Capital Punishment is a great boat and we made good time on smooth seas to PETRONAS and then to the Beercan. We soon had a good spread of ballyhoo and a couple of funny looking squid lures, that actual caught fish. Brad caught the first fish, a small yellow finned tuna. While the tuna were breaking the surface, whenever we got close they would sound ( go deep for you non sub sailors) . The first blackfin we caught, Allen and Donnie suggested we throw it back. I protested loudly , saying I loved blackfin and couldn’t tell the difference between blackfin and yellowfin. That statement would come back to haunt me. 
Brad's first tuna 









We continued to catch some blackfin and some yellowfin, on some of those funny looking squid lures that Harvey brought and on ballyhoo. Harvey is a remarkable fisherman with a ton of knowledge. Allen and Donnie also have a ton but they are a lot younger. 









Water was like glass

When the sunset came, the action picked up. At dark, Allen noted that trolling in the dark was not very productive, 20 minutes later we had a blackfin on the line. We then stopped and started popping and jigging. With smooth water we had a slow drift. We were able to pick up blackfin at will in a certain area. At this point we had caught around 7 Yellowfin and a dozen blackfin. This is point where Allen started throwing back some of the blackfin he caught. The decision was made to run over to Ram Powell and look for some more yellowfin. 









Night at the rigs









Donnie rigging gear
Ram Powell was a different type water with lots of grass and clumps floating around. Some small blackfin and some sharks. Around 0200 ( 2:00 am), the decision was made to go back to Beercan slowly and get some rest. Donnie and Brad took the first turn at the wheel and started a slow ride back while the rest of us slept.









sleeping on bean bags

At 0545, we started trolling again. Around 0620, the tuna were breaking the surface, sometimes jumping 3 feet into the air. First troll though, we got 4 knockdowns, and boated 2 yellowfin.
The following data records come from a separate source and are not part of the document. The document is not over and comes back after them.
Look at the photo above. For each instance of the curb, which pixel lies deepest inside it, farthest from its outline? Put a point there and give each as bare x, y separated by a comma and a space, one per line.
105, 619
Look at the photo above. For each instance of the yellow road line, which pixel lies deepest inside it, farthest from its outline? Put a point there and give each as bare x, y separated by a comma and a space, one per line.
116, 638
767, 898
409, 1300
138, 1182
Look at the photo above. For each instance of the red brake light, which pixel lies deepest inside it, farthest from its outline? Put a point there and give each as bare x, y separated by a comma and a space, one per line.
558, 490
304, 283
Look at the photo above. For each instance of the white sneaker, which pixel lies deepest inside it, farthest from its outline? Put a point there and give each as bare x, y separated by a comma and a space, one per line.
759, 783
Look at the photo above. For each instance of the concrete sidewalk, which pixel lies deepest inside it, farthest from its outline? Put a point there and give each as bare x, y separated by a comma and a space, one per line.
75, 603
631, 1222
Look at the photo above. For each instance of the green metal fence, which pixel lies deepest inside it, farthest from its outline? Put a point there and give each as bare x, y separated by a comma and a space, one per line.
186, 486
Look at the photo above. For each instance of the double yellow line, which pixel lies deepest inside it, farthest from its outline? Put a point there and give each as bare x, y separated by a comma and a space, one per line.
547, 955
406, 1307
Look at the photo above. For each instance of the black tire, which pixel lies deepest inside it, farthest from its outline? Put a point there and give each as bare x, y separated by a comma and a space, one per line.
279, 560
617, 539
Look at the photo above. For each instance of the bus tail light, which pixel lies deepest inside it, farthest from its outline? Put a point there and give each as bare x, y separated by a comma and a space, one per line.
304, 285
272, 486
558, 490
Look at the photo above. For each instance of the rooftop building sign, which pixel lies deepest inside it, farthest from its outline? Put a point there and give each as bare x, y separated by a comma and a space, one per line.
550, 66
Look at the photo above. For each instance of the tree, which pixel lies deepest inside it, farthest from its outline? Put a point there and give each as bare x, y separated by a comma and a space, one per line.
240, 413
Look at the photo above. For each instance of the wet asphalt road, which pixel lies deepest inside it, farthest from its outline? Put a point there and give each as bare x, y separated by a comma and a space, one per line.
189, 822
One was a monster that Brad caught, coming in at around 70 lbs. During one of the hits, Donnie hit the release on the reel instead of the increasing the drag and we got a backlash on the reel. He swears this was a first. He was able to boat the yellowfin, but we had to clear the reel. As I just finished clearing the backlash, the line on the pole I had in my hand, took off and we had another yellowfin in the boat. The change in speed and a deeper drop resulted in the hookup. Utilizing this new knowledge ( I suspect that Allen and Donnie already knew this) we continued to troll. 

Dawn at the rigs



















One of the yellowfin, notice you didn't have to hold in front of you to look big











Allen fighting a fish
The next yellowfin was a challenge. Brad picked up a nice fish, around 40 lbs and when he got it to the boat, Harvey wanted to gaff it. Well he got it in the tail and then the fish started to swim away with the gaff still in it. The gaff came free and we could see it floating away. If some finds it, Donnie would appreciate it back. Donnie thinks it is somewhere between the Beercan and Texas.









Harvey and Allen

Fish stopped breaking the surface and it was time for jigging and popping. While there was some surface activity, the activity was no where close to the time during dawn ( to be expected). Using a diamond jig, I caught 3 yellowfin in about 40 min. They were all very deep. At this point, we had some concern of going over our limit on yellowfin and decided to start in with the idea of stopping if promising area for Wahoo or Dolphin was encountered. We stopped at 2 shallow water rigs and picked up one nice amberjack, several Almaco Jacks and missed several fish. Stopping at a large float grass mat, wielded nothing and we started in for earnest. Total count 13 yellowfin; 14 blackfin, one skipjack, and one amberjack.








fish total 


This is where my desire to keep all the blackfin comes back to haunt me. Cleaning 28 fish is very time consuming. Harvey took me by my word about the yellowfin and blackfin tasting the same and the cleaned blackfin and yellow fin with the exception of the large yellowfin and two yellowfins about 35 lbs went into the same pile of cleaned fish. Well I cann't really tell the difference but I suspect alllen can. By the time we got done, the mosquitoes were in full force and not all the blood was fish blood.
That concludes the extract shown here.